Leapfrog Talking Pen
AndroidCat writes "Leapfrog has just announced their Fly pen computer for children. It talks, giving feedback as they write and draw, and with special Fly paper, you can draw a calculator, press the 'buttons' with the pen and it will read the answers. Cute, but is this a real working product? Let's see. If they included a 1 GB USB drive, it would be an interesting product for geeks too--just don't write fdisk. And remember to turn off the voice when making notes during meetings." Here's a picture of the device.
While it's intended market is for children, the applications this could be used in are astounding for all ages. Lesson plans become interactive, doodles become narratives, and comments become richer. This would open up a unique interface which would benifit those who aren't technically proficient.
:)
Not to mention a few crafty programmers and this could be a great tool for around the house.
or practical joke.
-Teiresias
would you really want to put down cold hard cash for this? it seems like just another thing that parents could buy to give their kids in hope that it'll help. If you were that age and got one of those, how much time would you really dedicate to it?

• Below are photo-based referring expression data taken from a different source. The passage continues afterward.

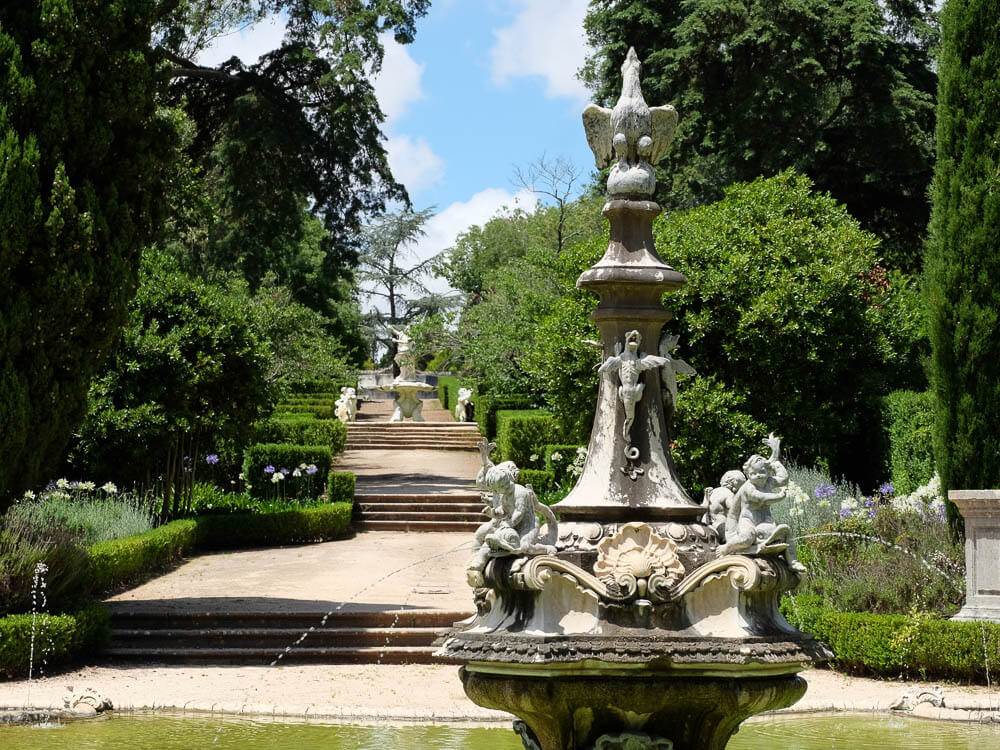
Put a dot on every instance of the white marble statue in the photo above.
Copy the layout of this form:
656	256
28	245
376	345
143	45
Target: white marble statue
750	526
404	354
346	406
462	407
513	528
638	134
629	363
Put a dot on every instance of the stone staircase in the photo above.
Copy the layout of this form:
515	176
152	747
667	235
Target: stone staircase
384	637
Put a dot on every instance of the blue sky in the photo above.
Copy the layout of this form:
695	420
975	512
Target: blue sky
487	85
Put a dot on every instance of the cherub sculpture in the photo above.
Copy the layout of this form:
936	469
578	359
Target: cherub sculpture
629	363
754	530
513	528
462	406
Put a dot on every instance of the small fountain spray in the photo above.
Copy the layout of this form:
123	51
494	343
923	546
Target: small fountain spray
633	623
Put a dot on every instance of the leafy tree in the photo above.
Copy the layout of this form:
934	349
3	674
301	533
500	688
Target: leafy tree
841	90
398	291
191	372
963	252
82	156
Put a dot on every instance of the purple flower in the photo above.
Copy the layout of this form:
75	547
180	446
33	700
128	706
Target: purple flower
824	490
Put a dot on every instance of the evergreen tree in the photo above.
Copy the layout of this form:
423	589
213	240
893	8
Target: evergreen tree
82	152
841	90
963	251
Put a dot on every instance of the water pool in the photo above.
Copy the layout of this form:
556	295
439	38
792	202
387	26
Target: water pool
172	732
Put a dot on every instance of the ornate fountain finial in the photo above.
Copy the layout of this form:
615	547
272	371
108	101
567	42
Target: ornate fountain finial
638	134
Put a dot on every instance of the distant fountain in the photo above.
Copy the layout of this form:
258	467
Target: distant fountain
406	386
627	624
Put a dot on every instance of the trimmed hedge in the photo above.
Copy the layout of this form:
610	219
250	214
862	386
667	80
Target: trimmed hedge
304	429
558	468
540	481
340	487
523	432
488	405
58	638
129	559
908	426
266	529
900	646
285	456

This sig contains repetition and redundancy.
Considering the current translation technology, I'm not sure that such a function would be very useful. Also, just how smart is it's spelling? Can it correct for poorly drawn/backwards characters?
I love computers, programming and geek stuff, but it's like schools giving laptops for free to children, it's either broken or filled with games in less than a week.
Are you sure about this? I think it's worse than this: you can't educate children with computers because the info that is given is filtered to 10% of what would be a real course. I've seen history lessons taught with laptops: animated gifs and almost empty texts (but we're lucky, they forgot the wav files).
You will have to learn the old-school way: take a book and read!
I remembered various pens, but not the special paper. Yup, this sounds like they're using that technology. (It probably has a patent or two.) Since the Logitech one had USB, maybe Leapfrog has just hidden the connector? Add that 1 GB drive and a hackable OS...
One line blog. I hear that they're called Twitters now.
B...S...O..D...
;)
Y'know, that brings up an interesting point that I'm wondering now... Think they'd incorporate any easter eggs into this thing? You'd think that someone involved with the project would have thought that something like that could be funny.